Um die Jahre 1930/31 tauchten im Antikenhandel von Kairo mehrere Papyrusbücher auf, die grosse Teile des Alten und Neuen Testaments enthielten. Es waren keine vollständigen Handschriften, aber ganze Lagen einer "Papyrus-Bibel", mit Teilen der Evangelien und der Apostelgeschichte sowie der Paulusbriefe und der Offenbarung.
Die ägyptischen Händler verlangten solch hohe Preise, dass für Museen und Institutionen der Ankauf unmöglich war. Schliesslich kaufte der damals in London lebende amerikanische Millionär Sir Chester Beatty diese aussergewöhnlichen Handschriften auf.
Hölen von Qumran
Foto: Alexander Schick ©
www.bibelausstellung.de
Die Papyrusbücher stammen aus dem zweiten und dritten Jahrhundert n. Chr. und werden heute als die "Chester Beatty-Papyri" bezeichnet. Beduinen hatten die Handschriften etwa 100 Kilometer südlich von Kairo in einen Tonkrug unweit eines alten Klosters gefunden. Die Bücher sind wohl einmal aus der Klosterbibliothek ausgeschlossen worden, aber aus Scheu vor der Heiligkeit der Bücher nicht verbrannt, sondern - wie in der Bibel gefordert - in einen Krug gesteckt und vergraben worden (vergleiche Jeremia 32,14).

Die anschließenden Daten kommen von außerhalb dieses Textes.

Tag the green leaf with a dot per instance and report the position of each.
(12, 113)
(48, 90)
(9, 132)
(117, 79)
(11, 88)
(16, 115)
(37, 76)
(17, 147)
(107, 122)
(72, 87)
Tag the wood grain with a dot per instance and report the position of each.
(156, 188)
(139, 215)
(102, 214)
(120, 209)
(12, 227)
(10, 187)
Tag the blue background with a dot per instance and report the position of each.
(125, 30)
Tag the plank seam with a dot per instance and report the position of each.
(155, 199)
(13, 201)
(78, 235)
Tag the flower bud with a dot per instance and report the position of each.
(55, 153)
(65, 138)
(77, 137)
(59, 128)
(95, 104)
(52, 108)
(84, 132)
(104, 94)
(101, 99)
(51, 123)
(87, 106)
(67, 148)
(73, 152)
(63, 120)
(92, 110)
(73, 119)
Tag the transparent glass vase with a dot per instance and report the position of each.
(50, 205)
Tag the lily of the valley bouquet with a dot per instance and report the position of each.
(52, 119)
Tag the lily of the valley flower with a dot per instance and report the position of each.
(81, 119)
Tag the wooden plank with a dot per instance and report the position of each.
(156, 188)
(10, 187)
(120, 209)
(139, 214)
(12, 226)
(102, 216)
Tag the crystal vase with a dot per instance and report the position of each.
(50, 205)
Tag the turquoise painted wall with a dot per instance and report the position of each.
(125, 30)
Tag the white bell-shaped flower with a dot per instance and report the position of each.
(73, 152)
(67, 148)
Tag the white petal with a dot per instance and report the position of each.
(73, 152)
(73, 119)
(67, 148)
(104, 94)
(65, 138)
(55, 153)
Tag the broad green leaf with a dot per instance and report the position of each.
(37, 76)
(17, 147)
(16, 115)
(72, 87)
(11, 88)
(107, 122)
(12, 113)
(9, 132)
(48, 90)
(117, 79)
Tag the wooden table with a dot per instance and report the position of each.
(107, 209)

Die ältesten und wohl bekanntesten Funde von alttestamentlichen Handschriften wurden 1947 in den Höhlen von Qumran am Toten Meer gemacht. Dort waren die Schriften vor zweitausend Jahren zum Teil in Tonkrügen verborgen worden. Allerdings ist es selten, dass ganze Handschriften entdeckt werden. Häufig sind es nur grössere oder kleinere Teile und manchmal ist ein Fundstück kaum grösser als eine Briefmarke.

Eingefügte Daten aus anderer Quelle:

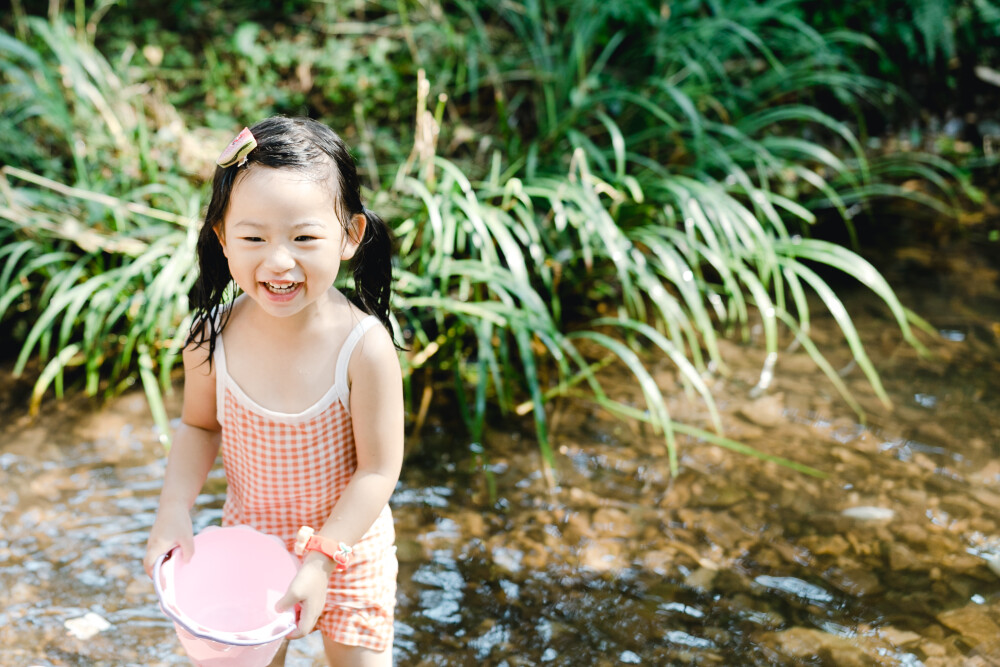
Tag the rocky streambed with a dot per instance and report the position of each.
(889, 558)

Jeder Fund einer biblischen Handschrift, mag er noch so klein sein, ist jedoch bedeutsam und hilft, dem ursprünglichen Wortlaut der biblischen Texte näher zu kommen. Fachleute konnten auf diese Weise einen Grundtext von grosser Genauigkeit erschliessen. Durch mehrere tausend Handschriftenfunde ist der biblische Text gut abgesichert.
Diese Funde sind von besonderer Bedeutung, denn vom Neuen Testament waren bis zu dieser Entdeckung nur zwei Handschriften aus dem 4. Jahrhundert bekannt; und zwar der so genannte "Codex Vaticanus" von 325 n. Chr., der im Neuen Testament aber unvollständig ist und der berühmte "Codex Sinaiticus" von 350 n. Chr., der sich als die älteste komplette Handschrift des Neuen Testaments entpuppte. Aufgrund des hohen Alters wurde dieser Codex zu einem der wichtigsten Textzeugen für das Neue Testament.

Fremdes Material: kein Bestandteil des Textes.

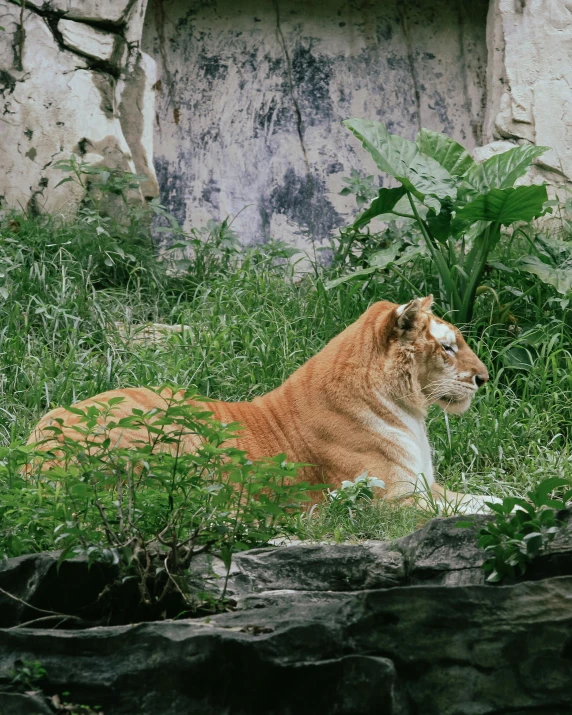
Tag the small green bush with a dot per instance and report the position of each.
(150, 508)
(522, 528)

Durch die Entdeckung der Chester-Beatty-Papyri konnte der neutestamentliche Text aber nochmals um weitere 150 bis 200 Jahre zurückverfolgt werden. Der Abstand zwischen den Handschriften und den Originalen wurde so immer geringer. Die Möglichkeit, dass die Texte verfälscht worden waren - wie es weniger sachkundige Kritiker gerne behaupten - geriet immer unwahrscheinlicher. Man stellte im Gegenteil fest, dass auch diese Handschriften die gute Überlieferung des Neuen Testaments belegen.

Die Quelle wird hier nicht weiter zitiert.